Il me faut donc trouver une salle à manger, d'où je puisse
surveiller la bête. Je rentre finalement dans un établissement
pourvu d'une fenêtre devant laquelle se repose ma monture. Je
m'installe et demande à manger. Le patron me montre le tableau
sur lequel est écrit, "Toust 15 Czk",
bon ben va pour le toust. 15 couronnes, soit 50 Euro-cents, ce n'est
pas encore ce midi que je vais me ruiner. Quand on me le sert, j'apprends
que le toust est une saucisse au paprika accompagnée de pain
de campagne et de moutarde. Ce n'est pas mauvais et ça tient
au corps. L'après-midi, me conduit sans histoire vers Krizani,
j'ai pensé pouvoir rejoindre encore Liberec, mais pour cela,
il reste une vingtaine de km et un col de 6 km au sommet duquel on aperçoit
de la neige. C'est trop. Je me suis arrêté au premier panneau
"Zimmer Frei" que j'ai aperçu, c'est une des meilleures
idées j'ai eue pendant ce voyage. Quelle soirée! Du genre
de celles qui valent un voyage! Lida, 75 ans m'ouvre la porte, elle
m'accueille en allemand dans le studio qu'elle loue en guise de chambre.

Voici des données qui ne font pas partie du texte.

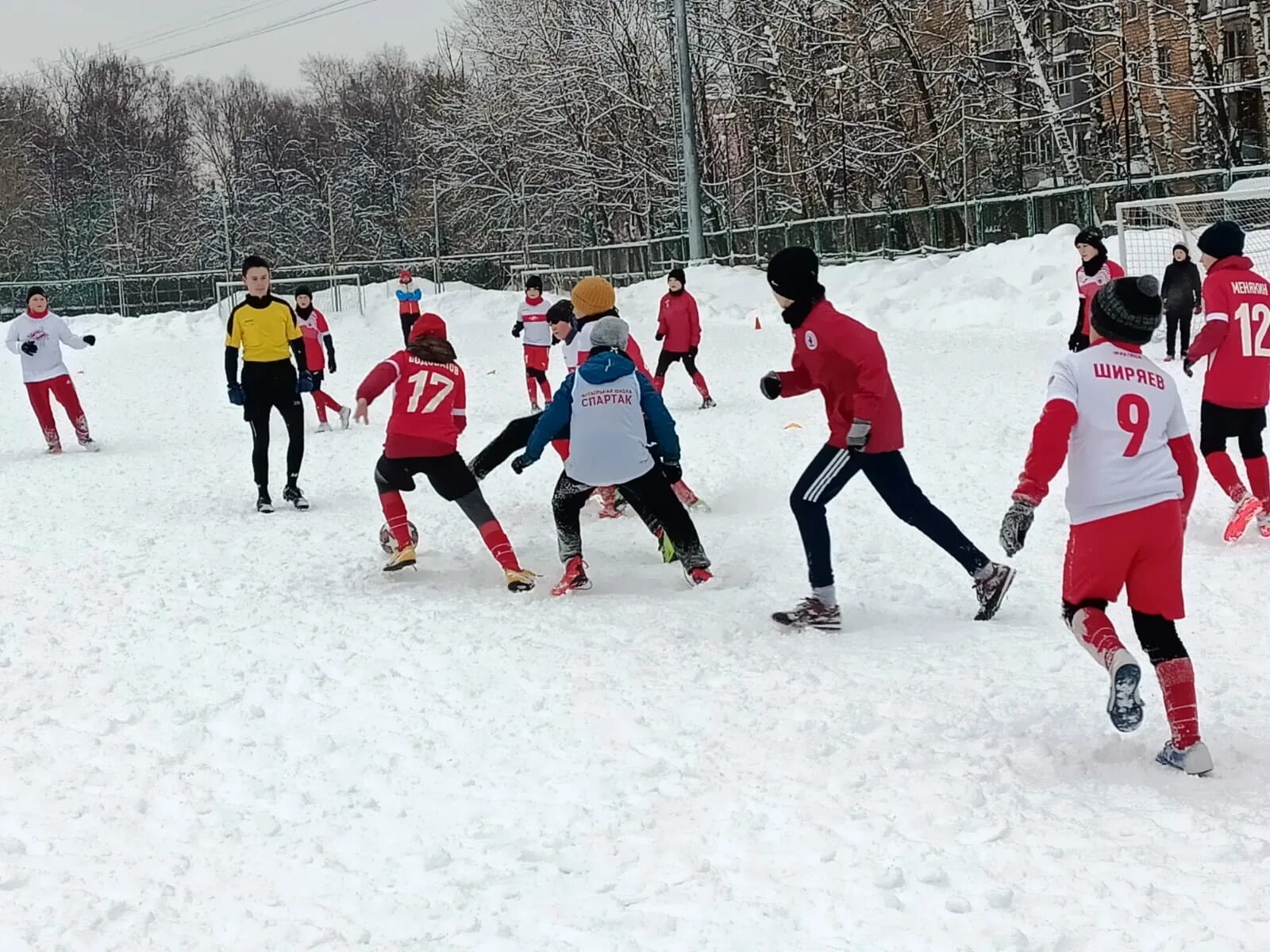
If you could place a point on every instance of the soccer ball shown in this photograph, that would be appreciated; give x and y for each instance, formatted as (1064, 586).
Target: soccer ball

J'ai à ma disposition, tout un appartement, 2 chambres, salle
à manger, cuisine et salle de bain. Pour entrer, je dois enlever
mes chaussures et Lida m'offre une bouteille de limonade et des pantoufles
trop petites pour moi, j'ai quelques peines à la convaincre que
tout ira bien si je reste en chaussettes. Par contre, elle apporte de
vieux vêtements à étaler sur le sol, pour y installer
Grimp'tout sans qu'il ne salisse le studio. Je lui demande, où
il est possible de manger pour le soir. Elle parait ennuyée mais
me répond qu'elle va me préparer un souper. Je suis un
peu gêné mais je n'ai pas du tout envie de me préparer
ma "bouffe de réserve" ce soir. De toute façon,
le temps de réfléchir à la situation, Lida est
déjà remontée et je l'entends s'activer à
la cuisine. Je prends une bonne douche et me consacre à quelques
écritures dans mon carnet.
Petr, le petit-fils de la maison descend timidement me chercher, je
le suis pour déboucher dans la salle de séjour familiale.

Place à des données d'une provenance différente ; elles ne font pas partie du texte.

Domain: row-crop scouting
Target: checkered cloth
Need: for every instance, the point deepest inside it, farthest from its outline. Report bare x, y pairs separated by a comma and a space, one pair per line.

Sur la table, ma place est installée, et Lida s'empresse de me
servir une immense assiette de bouillon dans lequel nagent divers légumes
et des mies de pain abondantes. Ensuite, viennent deux énormes
filets de poulet pannés accompagnés d'une salade, d'un
demi-kg de pommes de terre arrosées de beurre fondu et d'une
bière. Ensuite, libérée du travail de la cuisine,
Lida vient s'installer près de moi et commence à me parler,
elle veut tout savoir d'où je viens, où je vais, pourquoi
je fais ça, pourquoi seul..? Si je suis marié, si j'ai
des enfants, ce que je fais comme métier..? Nous parlons un mélange
de plusieurs langues, l'allemand, le tchèque et le mime principalement.

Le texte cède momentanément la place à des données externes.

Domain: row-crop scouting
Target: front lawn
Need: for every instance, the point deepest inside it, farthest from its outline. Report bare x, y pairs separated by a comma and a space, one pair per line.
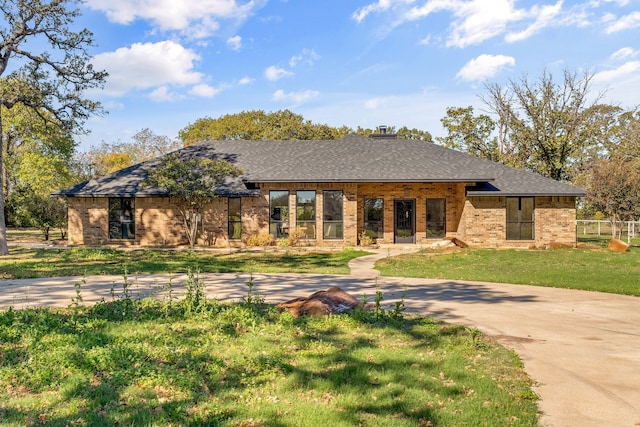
24, 263
593, 270
195, 362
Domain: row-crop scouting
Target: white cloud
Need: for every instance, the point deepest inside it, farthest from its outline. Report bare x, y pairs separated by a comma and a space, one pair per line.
147, 65
381, 6
374, 103
296, 97
204, 91
235, 42
544, 16
307, 56
197, 18
162, 94
274, 73
629, 70
624, 53
480, 20
484, 66
627, 22
474, 21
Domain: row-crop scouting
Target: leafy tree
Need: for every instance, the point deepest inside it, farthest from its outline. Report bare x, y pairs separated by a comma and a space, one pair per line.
415, 134
628, 142
44, 212
145, 145
52, 69
258, 125
401, 133
470, 134
614, 188
545, 126
35, 150
191, 182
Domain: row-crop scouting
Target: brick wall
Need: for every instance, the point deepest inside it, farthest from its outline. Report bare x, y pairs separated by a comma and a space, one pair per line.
453, 193
483, 223
479, 221
88, 221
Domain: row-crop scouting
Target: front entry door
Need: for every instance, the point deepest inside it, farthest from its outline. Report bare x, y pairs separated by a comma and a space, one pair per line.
405, 221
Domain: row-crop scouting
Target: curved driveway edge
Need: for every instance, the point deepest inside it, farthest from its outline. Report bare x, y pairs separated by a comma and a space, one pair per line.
582, 348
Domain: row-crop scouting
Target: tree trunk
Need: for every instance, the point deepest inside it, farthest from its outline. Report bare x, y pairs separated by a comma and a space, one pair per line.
4, 249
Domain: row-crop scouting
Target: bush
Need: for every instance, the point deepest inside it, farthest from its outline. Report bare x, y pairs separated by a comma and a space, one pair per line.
261, 239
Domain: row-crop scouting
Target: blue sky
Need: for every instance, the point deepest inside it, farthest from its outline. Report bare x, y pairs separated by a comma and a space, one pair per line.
354, 63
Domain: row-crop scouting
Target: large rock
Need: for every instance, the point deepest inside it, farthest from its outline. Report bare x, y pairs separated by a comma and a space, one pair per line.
322, 303
618, 245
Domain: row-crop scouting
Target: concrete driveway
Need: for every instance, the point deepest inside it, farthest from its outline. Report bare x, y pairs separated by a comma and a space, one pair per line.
582, 348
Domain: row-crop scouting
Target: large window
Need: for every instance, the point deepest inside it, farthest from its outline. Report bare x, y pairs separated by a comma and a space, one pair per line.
436, 218
520, 223
306, 212
235, 218
279, 213
122, 218
374, 218
332, 226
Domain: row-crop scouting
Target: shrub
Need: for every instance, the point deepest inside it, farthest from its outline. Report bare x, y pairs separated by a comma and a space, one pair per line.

J'aurai aussi recours au dessin pour expliquer qu'Hadrien fait du vélo
dans une remorque
Ensuite Lida me parle d'elle, de sa famille,
de son village, de son pays
Soudain, elle se lève et revient
avec une grande enveloppe qui contient les photos du mariage de son
fils en Floride. Elle me parle aussi d'un voyage à Amsterdam
qu'elle a fait pour rendre visite à de la famille, ce qui l'a
le plus marquée : les champs de fleurs, les coffee shop et la
prostitution. Plusieurs fois, elle me parle de la période du
communisme qui a tout détruit dans le pays, de son travail, 30
ans dans un restaurant communautaire. Elle me propose un café
tchèque, avec tellement d'insistance que
je finis par accepter. Le café tchèque familial est en
fait un café turc, ce qui n'est pas tout à fait ma tasse
de thé! Mais en laissant un peu décanter le marc ce n'est
pas si mauvais que ça. Comme je semble apprécier sa mixture,
Lida m'offre un paquet d'un demi-kg, pour qu'il m'en reste au retour
en Belgique et que Valérie puisse goûter me dit-elle. Je
dois me battre pour refuser, prétextant le poids, et l'encombrement
de mes sacoches. Lida ne se laisse pas abattre, elle se lève
avec le paquet de café, se dirige vers l'armoire et le range
ouf je respire !Mais elle a trouvé un paquet de 250 gr et revient
à la charge. Je dois finalement capituler. Ensuite, elle m'offre
le dessert, un verre de vin blanc tchèque pas mauvais du tout
et un digestif local. Je fais quelques photos que je promets d'envoyer
et nous nous séparons de bonne heure, je suis fatigué
et je voudrais me coucher tôt, je tente d'oublier le café
mais c'est encore raté. Franchement, avec la soirée que
je viens de passer, je ne regrette pas du tout de m'être arrêté
avant le col
j'aurais raté un des grands moments du voyage.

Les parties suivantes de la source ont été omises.